Jej nowy Pan ma 22 lata (i będzie jeszcze 13-letnia Pani).
Razem z Pixie wczoraj odbyłyśmy rozmowę kwalifikacyjną i pan, mimo wieku, bardzo nam się spodobał. A Lusia jemu.
Bardzo proszę o kciuki - przede wszystkim za Luśki zdrowie - żeby już się nic nie stało. Bo o aklimatyzację się nie boję. To dzielna, nielękliwa, asertywna koteczka:)
Jutro mam też rozmowę ws Bartka. Interesuje się nim też pani z Olsztyna.
Ale tutaj na razie sprawa bardziej niż otwarta.
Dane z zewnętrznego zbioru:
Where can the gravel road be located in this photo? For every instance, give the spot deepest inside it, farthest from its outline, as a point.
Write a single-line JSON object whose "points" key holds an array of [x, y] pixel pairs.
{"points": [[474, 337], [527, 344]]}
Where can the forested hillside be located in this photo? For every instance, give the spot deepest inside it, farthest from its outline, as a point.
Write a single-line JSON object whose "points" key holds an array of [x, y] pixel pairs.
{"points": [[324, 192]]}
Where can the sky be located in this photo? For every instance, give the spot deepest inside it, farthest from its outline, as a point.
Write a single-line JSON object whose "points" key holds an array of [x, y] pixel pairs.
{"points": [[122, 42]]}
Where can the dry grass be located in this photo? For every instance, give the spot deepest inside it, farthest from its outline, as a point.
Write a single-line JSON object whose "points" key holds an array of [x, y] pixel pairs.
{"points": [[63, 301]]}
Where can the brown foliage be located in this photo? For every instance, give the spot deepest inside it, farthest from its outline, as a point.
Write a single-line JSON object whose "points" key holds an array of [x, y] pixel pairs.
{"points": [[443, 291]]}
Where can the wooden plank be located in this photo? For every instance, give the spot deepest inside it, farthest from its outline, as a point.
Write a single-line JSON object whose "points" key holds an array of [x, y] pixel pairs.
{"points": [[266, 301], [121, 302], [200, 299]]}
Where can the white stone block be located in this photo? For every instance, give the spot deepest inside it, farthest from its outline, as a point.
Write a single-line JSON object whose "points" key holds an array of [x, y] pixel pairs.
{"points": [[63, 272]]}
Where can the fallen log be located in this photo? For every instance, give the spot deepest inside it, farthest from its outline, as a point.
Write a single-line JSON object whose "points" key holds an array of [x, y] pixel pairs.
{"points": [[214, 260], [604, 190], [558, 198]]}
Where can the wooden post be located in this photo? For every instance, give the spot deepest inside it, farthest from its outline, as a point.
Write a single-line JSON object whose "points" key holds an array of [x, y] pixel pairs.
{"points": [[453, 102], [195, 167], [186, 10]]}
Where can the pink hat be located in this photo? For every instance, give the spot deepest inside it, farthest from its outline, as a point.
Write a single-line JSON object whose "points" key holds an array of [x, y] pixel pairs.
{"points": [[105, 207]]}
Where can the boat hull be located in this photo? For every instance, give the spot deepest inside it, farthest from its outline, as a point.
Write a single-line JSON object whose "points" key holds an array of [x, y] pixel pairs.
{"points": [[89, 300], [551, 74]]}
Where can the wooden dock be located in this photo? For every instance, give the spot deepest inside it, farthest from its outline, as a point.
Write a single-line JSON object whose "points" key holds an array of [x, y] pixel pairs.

Chyba niewiele się zmieniło od wczoraj Lusia zdaje się - ma Domek, Bartek dzisiaj ma wizytę potencjalnego Domku,
Kazią interesuje się pewna Pani ale na razie leczymy grzyba i chyba tyle...
Nie wiem jak sytuacja w Chełmie i okolicach ale do Lublina zima wróciła pełną parą
BARTEK JUTRO IDZIE DO NOWEGO DOMKU Zamieszka u mojej studentki:)
Dziewczyna lat 20, mieszka z mamą, mama cały czas w domu.
Dom niewychodzący. Obie panie miały już koty, ostatni umarł na nerki niestety. Był też dzikawy, więc oswajanie Bartusia pań nie przeraża:)
Lusia prawdopodobnie pojedzie dzisiaj, czekam na kontakt od nowego pana.